# IMDB Movie Data EDA

**Authors:** Franko Ndou, Anthony Brocco

# Overview

IMDB has a SQL database containing vast movie data, this as well as two other CSV files that we have obtained will help us perform an EDA to help solve complex business problems. Our goal is to find the best performing films at the box office currently, and translate our findings into understandable data visualizaitons and recomendations. 

# Business Problem

Universal Pictures is looking to create the next big film, they have a massive budget to find the best directors, actors and business practices that will lead to not only the greatest film of our generation but the largest ROI possible. Our job is to perform an exploratory data analysis on large data sets to help Universal come to a conclusion on what is the best possible way to achieve this goal. 

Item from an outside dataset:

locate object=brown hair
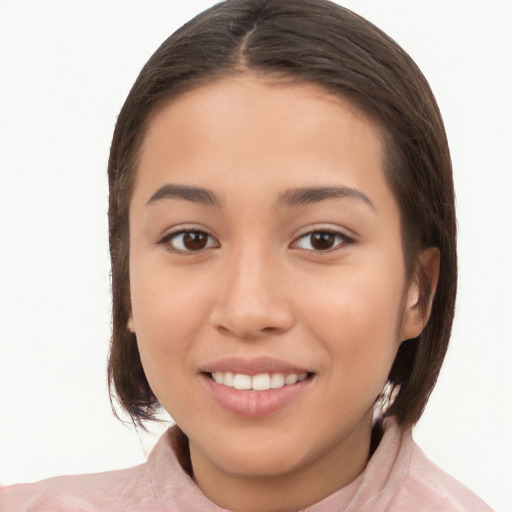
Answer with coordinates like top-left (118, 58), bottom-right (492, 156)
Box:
top-left (108, 0), bottom-right (457, 426)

# Creating the Production team

To make a best-selling film, you need a best-selling production team. We need to find out whos the best director and writer for the job. Actors are redundant as directors often write roles with certain actors in mind. Using data to find out the most successful actor will do nothing to help our production team make the best movie that they can. It is their artistic vision, using those statistics will not help us achieve a higher ROI and may negatively effect the film as well.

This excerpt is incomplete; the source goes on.